Google’s global Cloud WAN—now available to enterprises—adds another critical layer. Leveraging the company’s planet-scale private network, it delivers application performance improvements of over 40 percent and can reduce total cost of ownership by a similar margin. This is essential for businesses seeking to run low-latency, distributed AI workloads across multiple geographies.
AI Where Work Happens: Google Workspace
AI is also becoming seamlessly embedded in the tools employees use every day. Gemini is now fully integrated into Google Workspace, bringing advanced capabilities to familiar applications such as Gmail, Docs, Sheets, and Meet.
Features like “Help me analyze” in Sheets allow users to quickly make sense of large datasets. In Docs, audio overviews summarize content, making it easier to digest lengthy documents.
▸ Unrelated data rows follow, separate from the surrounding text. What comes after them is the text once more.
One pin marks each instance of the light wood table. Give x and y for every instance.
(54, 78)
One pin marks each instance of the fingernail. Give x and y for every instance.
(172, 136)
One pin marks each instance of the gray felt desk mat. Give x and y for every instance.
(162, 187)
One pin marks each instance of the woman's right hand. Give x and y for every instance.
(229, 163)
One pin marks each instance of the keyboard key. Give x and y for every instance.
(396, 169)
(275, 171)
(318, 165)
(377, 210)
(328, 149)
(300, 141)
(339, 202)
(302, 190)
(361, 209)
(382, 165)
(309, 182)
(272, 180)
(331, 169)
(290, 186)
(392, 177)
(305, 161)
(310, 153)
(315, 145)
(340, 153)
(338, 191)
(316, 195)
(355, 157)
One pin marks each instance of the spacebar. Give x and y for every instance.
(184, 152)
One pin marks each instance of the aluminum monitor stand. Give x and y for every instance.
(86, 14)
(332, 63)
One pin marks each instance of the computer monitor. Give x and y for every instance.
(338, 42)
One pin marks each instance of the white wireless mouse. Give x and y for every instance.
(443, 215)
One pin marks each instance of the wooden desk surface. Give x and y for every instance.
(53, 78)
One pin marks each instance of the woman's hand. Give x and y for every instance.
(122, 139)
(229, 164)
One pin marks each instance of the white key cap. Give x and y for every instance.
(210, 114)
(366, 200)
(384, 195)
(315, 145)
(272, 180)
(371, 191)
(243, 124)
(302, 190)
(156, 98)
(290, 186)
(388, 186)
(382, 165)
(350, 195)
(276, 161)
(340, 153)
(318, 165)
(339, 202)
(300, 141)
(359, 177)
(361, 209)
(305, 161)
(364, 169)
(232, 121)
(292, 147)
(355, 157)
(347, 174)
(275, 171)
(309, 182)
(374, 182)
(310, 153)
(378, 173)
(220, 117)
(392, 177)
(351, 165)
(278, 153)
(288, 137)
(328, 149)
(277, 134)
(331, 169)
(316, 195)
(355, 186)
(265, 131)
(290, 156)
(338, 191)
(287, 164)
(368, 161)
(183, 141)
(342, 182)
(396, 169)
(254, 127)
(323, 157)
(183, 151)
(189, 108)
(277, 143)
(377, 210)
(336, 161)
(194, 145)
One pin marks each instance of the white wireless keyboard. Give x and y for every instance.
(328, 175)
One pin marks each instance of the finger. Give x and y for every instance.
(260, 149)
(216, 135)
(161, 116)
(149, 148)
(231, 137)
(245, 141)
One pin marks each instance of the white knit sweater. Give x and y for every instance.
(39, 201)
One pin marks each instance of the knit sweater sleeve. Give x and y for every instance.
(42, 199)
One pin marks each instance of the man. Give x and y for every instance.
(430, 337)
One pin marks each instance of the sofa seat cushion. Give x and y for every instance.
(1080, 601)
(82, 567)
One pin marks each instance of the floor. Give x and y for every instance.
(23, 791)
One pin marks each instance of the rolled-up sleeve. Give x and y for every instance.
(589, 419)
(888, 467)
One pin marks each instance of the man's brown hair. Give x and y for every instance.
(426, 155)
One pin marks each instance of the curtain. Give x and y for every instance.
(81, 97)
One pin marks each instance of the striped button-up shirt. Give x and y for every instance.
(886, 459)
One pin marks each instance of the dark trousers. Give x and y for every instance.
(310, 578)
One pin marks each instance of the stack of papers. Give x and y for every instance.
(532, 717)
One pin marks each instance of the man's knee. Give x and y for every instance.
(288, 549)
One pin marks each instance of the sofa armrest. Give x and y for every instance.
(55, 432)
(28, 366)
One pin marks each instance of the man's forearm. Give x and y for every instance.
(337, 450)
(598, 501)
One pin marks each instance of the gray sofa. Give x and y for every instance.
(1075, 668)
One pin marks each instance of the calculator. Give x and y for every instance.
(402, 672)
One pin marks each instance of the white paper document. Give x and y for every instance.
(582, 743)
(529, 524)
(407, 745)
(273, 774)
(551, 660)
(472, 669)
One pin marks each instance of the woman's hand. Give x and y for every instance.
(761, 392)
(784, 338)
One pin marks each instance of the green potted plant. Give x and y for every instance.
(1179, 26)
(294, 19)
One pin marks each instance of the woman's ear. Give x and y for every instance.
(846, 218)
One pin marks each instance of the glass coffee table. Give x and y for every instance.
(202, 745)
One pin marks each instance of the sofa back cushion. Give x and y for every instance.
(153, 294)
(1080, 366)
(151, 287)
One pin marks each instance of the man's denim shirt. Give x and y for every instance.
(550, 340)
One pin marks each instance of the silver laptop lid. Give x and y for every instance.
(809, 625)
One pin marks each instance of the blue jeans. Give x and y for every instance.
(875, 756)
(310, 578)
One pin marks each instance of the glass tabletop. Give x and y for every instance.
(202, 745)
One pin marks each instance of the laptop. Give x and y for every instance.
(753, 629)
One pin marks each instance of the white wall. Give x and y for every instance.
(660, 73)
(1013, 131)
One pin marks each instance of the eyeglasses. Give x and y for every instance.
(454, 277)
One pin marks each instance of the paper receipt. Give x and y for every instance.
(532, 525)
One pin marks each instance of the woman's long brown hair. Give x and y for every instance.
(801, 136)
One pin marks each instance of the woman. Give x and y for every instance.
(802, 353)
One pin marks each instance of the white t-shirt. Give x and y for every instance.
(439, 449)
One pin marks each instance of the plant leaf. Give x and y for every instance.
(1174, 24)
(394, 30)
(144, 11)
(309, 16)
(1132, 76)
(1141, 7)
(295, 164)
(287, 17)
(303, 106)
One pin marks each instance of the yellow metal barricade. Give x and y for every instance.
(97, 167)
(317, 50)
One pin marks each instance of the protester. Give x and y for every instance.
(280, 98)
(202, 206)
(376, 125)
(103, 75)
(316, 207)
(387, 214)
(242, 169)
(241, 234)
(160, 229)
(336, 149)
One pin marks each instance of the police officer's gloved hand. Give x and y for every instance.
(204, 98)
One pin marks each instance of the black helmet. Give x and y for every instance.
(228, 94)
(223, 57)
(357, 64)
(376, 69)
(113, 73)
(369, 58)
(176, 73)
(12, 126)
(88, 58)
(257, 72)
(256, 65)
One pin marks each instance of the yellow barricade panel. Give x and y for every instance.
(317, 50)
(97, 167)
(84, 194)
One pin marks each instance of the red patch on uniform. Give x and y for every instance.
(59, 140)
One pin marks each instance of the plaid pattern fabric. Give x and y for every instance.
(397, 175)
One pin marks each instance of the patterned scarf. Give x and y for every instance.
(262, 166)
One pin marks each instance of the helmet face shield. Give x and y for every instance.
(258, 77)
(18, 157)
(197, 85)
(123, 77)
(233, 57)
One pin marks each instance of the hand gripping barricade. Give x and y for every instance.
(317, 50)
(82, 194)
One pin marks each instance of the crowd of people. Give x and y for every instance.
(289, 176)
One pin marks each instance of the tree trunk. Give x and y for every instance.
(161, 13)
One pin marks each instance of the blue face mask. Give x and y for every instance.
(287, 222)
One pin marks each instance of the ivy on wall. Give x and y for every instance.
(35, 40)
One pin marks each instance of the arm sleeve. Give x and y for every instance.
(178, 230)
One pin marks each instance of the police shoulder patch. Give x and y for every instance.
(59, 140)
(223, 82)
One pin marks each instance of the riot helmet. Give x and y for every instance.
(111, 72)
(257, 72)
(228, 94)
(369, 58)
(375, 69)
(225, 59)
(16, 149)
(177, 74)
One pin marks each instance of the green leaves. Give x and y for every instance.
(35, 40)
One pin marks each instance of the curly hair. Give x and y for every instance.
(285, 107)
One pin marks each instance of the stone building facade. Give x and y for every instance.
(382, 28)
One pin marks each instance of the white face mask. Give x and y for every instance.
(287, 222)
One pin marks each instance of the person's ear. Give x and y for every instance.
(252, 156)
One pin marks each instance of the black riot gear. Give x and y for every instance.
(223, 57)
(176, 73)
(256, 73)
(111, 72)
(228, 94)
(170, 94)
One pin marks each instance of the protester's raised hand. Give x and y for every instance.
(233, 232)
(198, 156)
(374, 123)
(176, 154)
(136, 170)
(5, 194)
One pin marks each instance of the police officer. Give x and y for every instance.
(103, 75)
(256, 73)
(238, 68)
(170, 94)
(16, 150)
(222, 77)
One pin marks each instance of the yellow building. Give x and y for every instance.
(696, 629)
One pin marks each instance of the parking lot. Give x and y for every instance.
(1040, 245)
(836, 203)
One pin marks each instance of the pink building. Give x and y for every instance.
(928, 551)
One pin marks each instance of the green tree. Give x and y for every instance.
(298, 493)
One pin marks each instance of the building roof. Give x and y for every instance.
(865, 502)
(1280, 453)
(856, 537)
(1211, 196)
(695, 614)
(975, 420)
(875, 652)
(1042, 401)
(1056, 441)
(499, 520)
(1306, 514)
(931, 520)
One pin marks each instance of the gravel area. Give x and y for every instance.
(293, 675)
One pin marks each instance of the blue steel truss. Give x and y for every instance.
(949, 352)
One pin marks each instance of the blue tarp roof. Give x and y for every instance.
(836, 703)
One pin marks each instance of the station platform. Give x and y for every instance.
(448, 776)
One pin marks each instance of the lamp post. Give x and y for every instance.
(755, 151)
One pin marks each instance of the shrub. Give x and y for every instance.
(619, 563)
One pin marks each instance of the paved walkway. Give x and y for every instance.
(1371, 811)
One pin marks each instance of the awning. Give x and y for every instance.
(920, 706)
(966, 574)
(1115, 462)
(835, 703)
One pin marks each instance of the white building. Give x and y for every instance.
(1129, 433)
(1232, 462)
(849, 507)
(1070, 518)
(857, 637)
Google Workspace Flows enables cross-app automation without writing a single line of code—accelerating approvals, reporting, and repetitive processes.
These integrations put powerful AI capabilities into the hands of every knowledge worker, enhancing decision-making and productivity across the board.
Real-World Transformation Across Industries
Google didn’t just share vision—it showcased execution. The keynote featured examples from some of the world’s leading companies. McDonald’s is using Gemini to optimize restaurant operations in real time. Intuit has revolutionized tax preparation with Document AI. Deutsche Bank is improving financial research through AI-powered agents. Verizon is using personal research assistants to enhance customer experiences.
These success stories highlight how Google Cloud’s AI tools are already creating real business impact—reducing costs, increasing speed, and unlocking new services.
A Strategic Imperative for Business Leaders
Taken together, the announcements at Google Cloud Next present a compelling case: AI is not just a technological upgrade—it’s a strategic imperative. The tools and infrastructure needed to implement AI at scale are no longer reserved for tech giants. With its comprehensive and integrated approach, Google Cloud is making it possible for enterprises of all sizes to tap into the transformative power of AI.
What this means for ERP Insiders
AI is now a core business capability, not a future investment. Google made it clear that AI is no longer experimental. With tools like Gemini, Vertex AI, and Workspace integrations, enterprises can implement AI across workflows today—enhancing productivity, decision-making, and customer experiences. Leaders must prioritize AI adoption as a competitive differentiator.
Scalable, secure AI infrastructure is within reach. Google’s advancements in TPUs, GPUs, and the AI Hypercomputer, along with the expansion of its global Cloud WAN, provide the performance and flexibility enterprises need for AI at scale. Technology leaders now have access to infrastructure that supports real-time, distributed, and mission-critical AI workloads.
AI agents will redefine the digital workplace. With the introduction of Google Agent Space and the Agent Development Kit, businesses can deploy intelligent, multi-agent systems that automate tasks, surface insights, and support employees in real time. This marks the beginning of a new AI-powered operating model for enterprise productivity.